Roman sur l’inertie, l’envie ou la jalousie ? « C’est un ensemble de tout cela, l’inertie amène souvent à une vie par procuration, qui engendre inévitablement une certaine jalousie et beaucoup d’envie », explique Gilles Veber. C’est un roman sur l’importance de la confiance en soi, sur le paraître qui domine l’être de nos jours, et sur le regard des autres en général ». Il ne faut pas voir en Gauthier une œuvre en réaction à l’individualisme omniprésent dans notre société : « Le personnage de Brice n’a pas besoin des nouvelles technologies pour s’exclure de la société ; sa névrose vaut tous les ordinateurs du monde.
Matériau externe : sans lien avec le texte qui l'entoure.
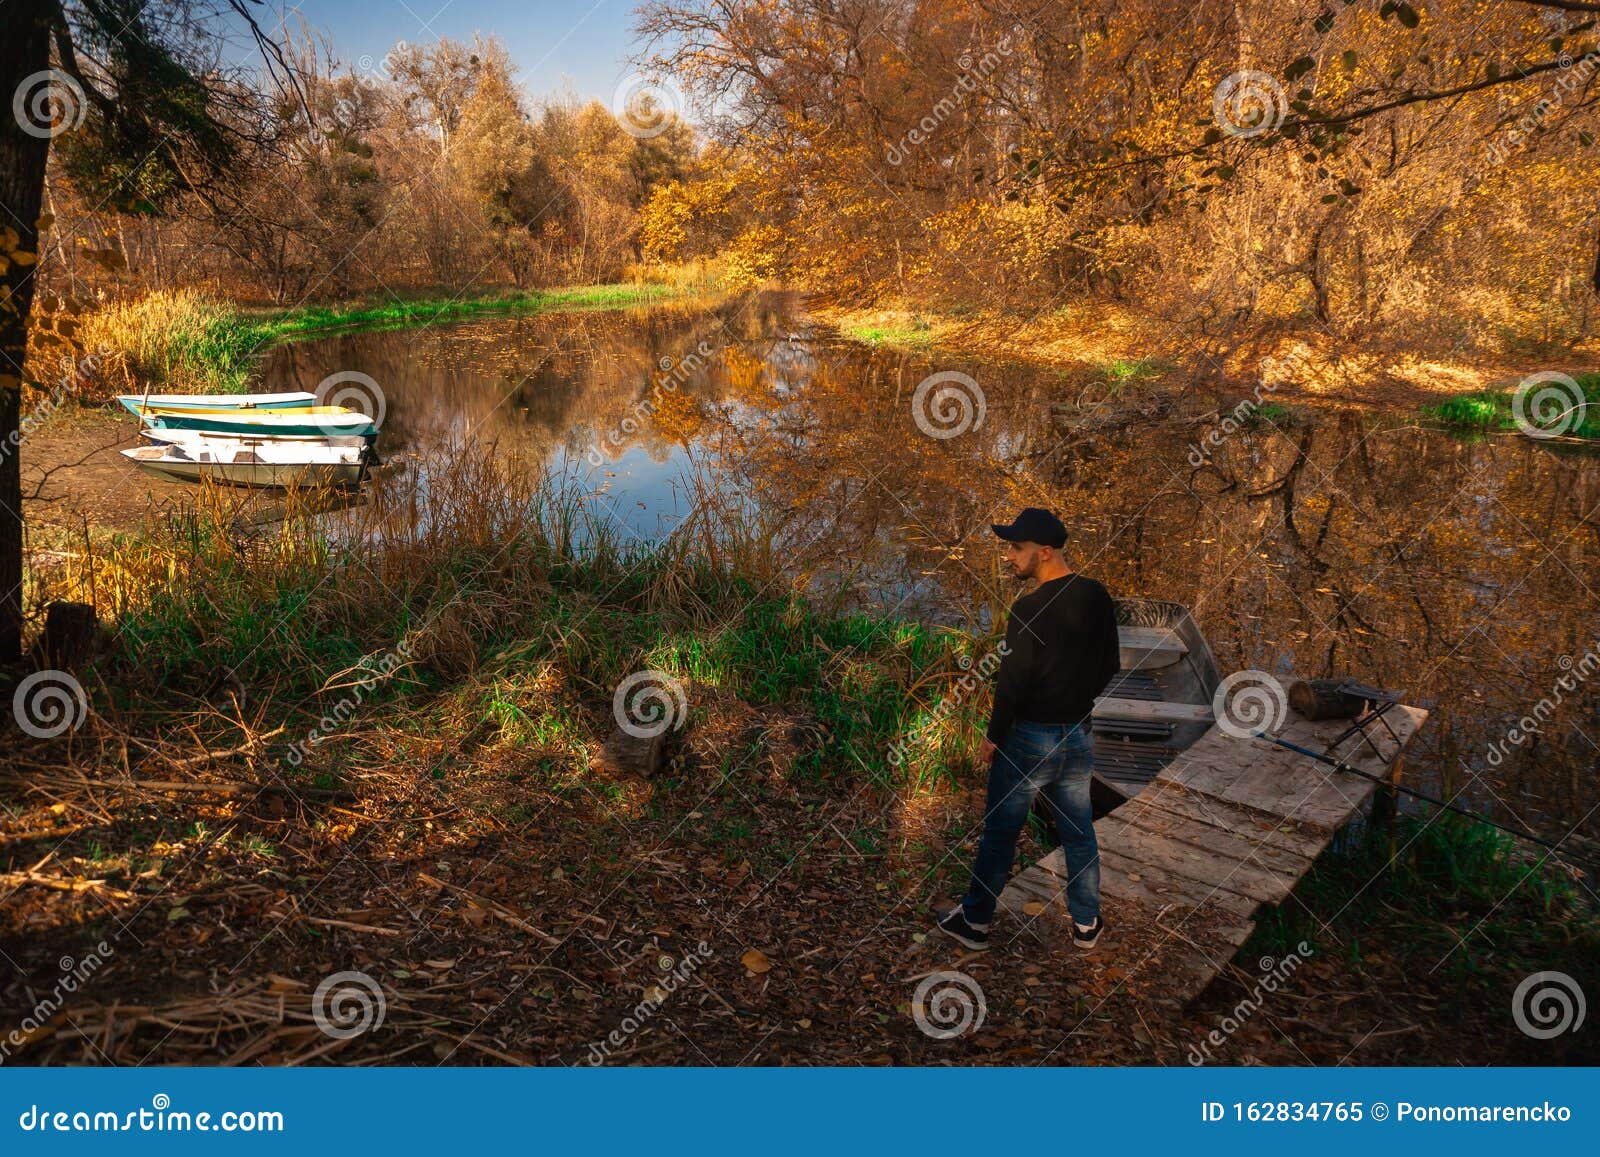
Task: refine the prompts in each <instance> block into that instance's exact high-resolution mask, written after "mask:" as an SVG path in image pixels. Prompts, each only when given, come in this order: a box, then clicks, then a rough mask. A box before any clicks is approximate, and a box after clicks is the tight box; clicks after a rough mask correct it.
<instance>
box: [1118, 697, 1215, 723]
mask: <svg viewBox="0 0 1600 1157" xmlns="http://www.w3.org/2000/svg"><path fill="white" fill-rule="evenodd" d="M1094 719H1126V720H1139V722H1149V723H1210V722H1211V720H1214V719H1216V714H1214V712H1213V711H1211V704H1210V703H1163V701H1160V699H1118V698H1115V696H1110V695H1102V696H1101V698H1099V699H1096V701H1094Z"/></svg>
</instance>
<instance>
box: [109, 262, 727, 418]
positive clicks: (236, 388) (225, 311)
mask: <svg viewBox="0 0 1600 1157" xmlns="http://www.w3.org/2000/svg"><path fill="white" fill-rule="evenodd" d="M707 293H715V283H714V282H694V280H683V278H670V277H669V278H664V280H659V282H643V280H640V282H626V283H610V285H576V286H562V288H552V290H522V291H512V293H507V291H504V290H498V291H493V293H480V294H461V293H456V294H448V296H443V294H440V296H421V298H413V299H400V298H395V296H389V298H386V299H381V301H350V302H341V304H315V306H296V307H293V309H272V310H259V309H246V307H240V306H234V304H230V302H227V301H221V299H218V298H213V296H208V294H203V293H198V291H192V290H176V291H157V293H150V294H147V296H144V298H139V299H136V301H131V302H125V304H118V306H110V307H107V309H104V310H99V312H96V314H91V315H88V317H86V318H83V322H82V330H80V333H82V342H80V344H82V349H83V350H85V355H83V357H85V360H86V358H90V357H91V355H93V362H90V366H91V368H90V370H88V371H86V373H85V374H82V379H83V386H85V387H86V389H83V390H80V394H83V395H86V397H90V398H98V400H104V398H106V397H109V395H110V394H117V392H131V390H142V389H150V390H160V392H174V394H202V392H210V394H243V392H248V390H250V381H251V376H253V373H254V370H256V365H258V362H259V358H261V355H262V354H264V352H266V350H267V349H270V347H272V346H277V344H280V342H285V341H301V339H307V338H318V336H325V334H331V333H346V331H362V330H397V328H408V326H421V325H440V323H450V322H459V320H467V318H472V317H496V315H510V314H528V315H531V314H552V312H576V310H590V309H627V307H637V306H653V304H662V302H667V301H678V299H693V298H698V296H704V294H707ZM80 400H82V398H80Z"/></svg>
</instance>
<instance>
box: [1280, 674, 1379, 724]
mask: <svg viewBox="0 0 1600 1157" xmlns="http://www.w3.org/2000/svg"><path fill="white" fill-rule="evenodd" d="M1344 683H1346V680H1342V679H1310V680H1306V679H1299V680H1296V682H1294V683H1291V685H1290V706H1291V707H1294V711H1298V712H1299V714H1301V715H1304V717H1306V719H1355V717H1357V715H1360V714H1362V712H1363V711H1365V709H1366V704H1368V703H1370V699H1368V698H1366V696H1362V695H1354V693H1350V691H1344V690H1341V688H1342V687H1344Z"/></svg>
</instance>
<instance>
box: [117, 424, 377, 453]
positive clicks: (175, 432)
mask: <svg viewBox="0 0 1600 1157" xmlns="http://www.w3.org/2000/svg"><path fill="white" fill-rule="evenodd" d="M139 434H142V435H144V437H147V438H149V440H150V442H170V443H174V445H181V446H200V445H213V443H218V442H243V443H248V445H258V443H264V442H272V443H277V445H282V446H342V448H347V450H349V448H355V450H360V448H362V446H365V445H366V443H370V442H373V438H370V437H358V435H344V434H334V435H323V434H261V435H227V434H211V432H208V430H170V429H166V427H162V426H144V427H141V429H139Z"/></svg>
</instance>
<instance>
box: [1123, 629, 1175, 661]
mask: <svg viewBox="0 0 1600 1157" xmlns="http://www.w3.org/2000/svg"><path fill="white" fill-rule="evenodd" d="M1117 642H1118V643H1120V645H1122V669H1123V671H1152V669H1155V667H1170V666H1171V664H1174V663H1178V659H1181V658H1184V656H1186V655H1189V647H1187V645H1184V640H1182V639H1179V637H1178V634H1176V632H1174V631H1170V629H1166V627H1117Z"/></svg>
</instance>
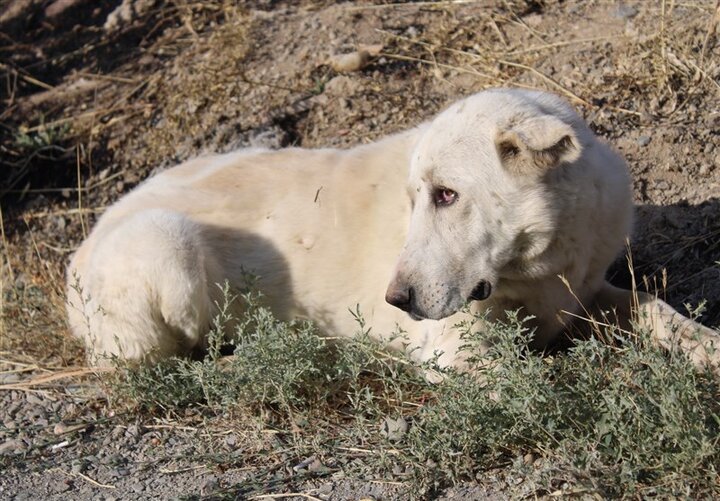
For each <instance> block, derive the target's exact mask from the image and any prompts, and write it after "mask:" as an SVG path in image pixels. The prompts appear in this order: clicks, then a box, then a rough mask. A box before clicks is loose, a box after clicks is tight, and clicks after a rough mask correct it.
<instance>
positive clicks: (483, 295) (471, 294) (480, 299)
mask: <svg viewBox="0 0 720 501" xmlns="http://www.w3.org/2000/svg"><path fill="white" fill-rule="evenodd" d="M490 293H492V286H491V285H490V282H488V281H487V280H480V281H479V282H478V284H477V285H476V286H475V288H474V289H473V291H472V292H471V293H470V299H472V300H475V301H482V300H483V299H487V298H489V297H490Z"/></svg>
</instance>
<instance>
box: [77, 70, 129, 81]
mask: <svg viewBox="0 0 720 501" xmlns="http://www.w3.org/2000/svg"><path fill="white" fill-rule="evenodd" d="M77 75H78V76H81V77H85V78H96V79H98V80H107V81H108V82H119V83H131V84H134V83H137V80H135V79H132V78H125V77H118V76H115V75H100V74H97V73H86V72H84V71H79V72H78V73H77Z"/></svg>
J’ai intentionnellement évité toute référence au monde moderne pour conserver au roman une intemporalité qui  » l’habille  » d’une certaine élégance, comme des vêtements d’époque. »

Malgré le caractère contemporain du sujet, l’auteur effectue des allers-retours entre le réalisme et le fantastique : « J’aime le fantastique lorsqu’il est subtil au point de se fondre dans la réalité de la situation », raconte le romancier. « Il y a une jolie formule en écriture qui déclare que  » l’on peut violer son histoire à condition de lui faire un enfant « . » Je crois que l’on peut divaguer dans l’imaginaire à condition de conserver un pied dans le concret », conclut Verber.

Sans intrigue élaborée, le roman est à l’image de son principal protagoniste. Mais aussi terne que puisse paraître la vie de Brice, Gilles Veber a tout de même le verbe divertissant. En effet, dans un enchaînement de phrases incisives, de répliques assassines et à coups de réflexions d’une justesse désarmante, les personnages se révèlent plus complexes que les apparences ne le laissaient entendre. L’humour noir et la dérision sont portés par un rythme soutenu et fluide, la farce est tout, sauf gratuite! Les passages désespérés, qui sont d’une grande drôlerie, donnent de la profondeur à l’ensemble. Bien que la fin soit quelque peu décevante, vous aurez eu le bonheur de vous offrir un pur moment de plaisir.